Message to a Slack channel.

  • Channel — name (e.g. #alerts) or ID.
  • Content type / Content — same as the DM action.
  • Output: channel, ts.

Set Light (Philips Hue)

Controls one Hue light.

  • Device — the light to change.
  • On — true/false; leave blank to not change the state.
  • Brightness — 0–100.
  • Color temperature — in mireks, 153 (cool) to 500 (warm).
  • Color X / Color Y — CIE xy for precise color; power users only.
  • Output: lightId and success.

See Philips Hue for setup.

Filling in the fields

Every action field has a three-mode picker: Fixed value, Data reference, or Template. Full walkthrough (and a template quickstart) in References and templates. The short version:

  • Fixed value — the value never changes.
  • Data reference — pull one upstream field into this field.
  • Template — combine fixed and dynamic text, or coerce a type.

Enable and disable

Right-click an action (or use the hover toolbar) and pick Disable node to skip it on future runs. Enable node turns it back on.

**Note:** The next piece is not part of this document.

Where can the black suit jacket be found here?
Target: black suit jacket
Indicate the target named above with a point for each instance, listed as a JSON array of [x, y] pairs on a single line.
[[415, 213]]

  • A disabled action is skipped at execution time.
  • Anything wired downstream through a disabled action is also skipped — disabling cuts off that whole subtree.
  • Useful for pausing one branch without deleting the nodes.

Chaining multiple actions

Actions run in the order of the edges connecting them:

  • Upstream first, downstream after.
  • If the first action fails, the second doesn't run.
  • To fan out (e.g. DM the organizer and post to a channel after the same trigger), connect both actions to the same upstream node — they still run one after the other, not in parallel.

Design tips

  • Use Stop And Fail deliberately. Dropping it on the "false" side of a condition makes unwanted runs show up red in history.
  • Prefer channels over DMs for team alerts. Fewer integration-disconnect failures, clearer audit trail.
  • Reference outputs of earlier actions when useful. Slack actions produce a ts you can include in follow-up messages.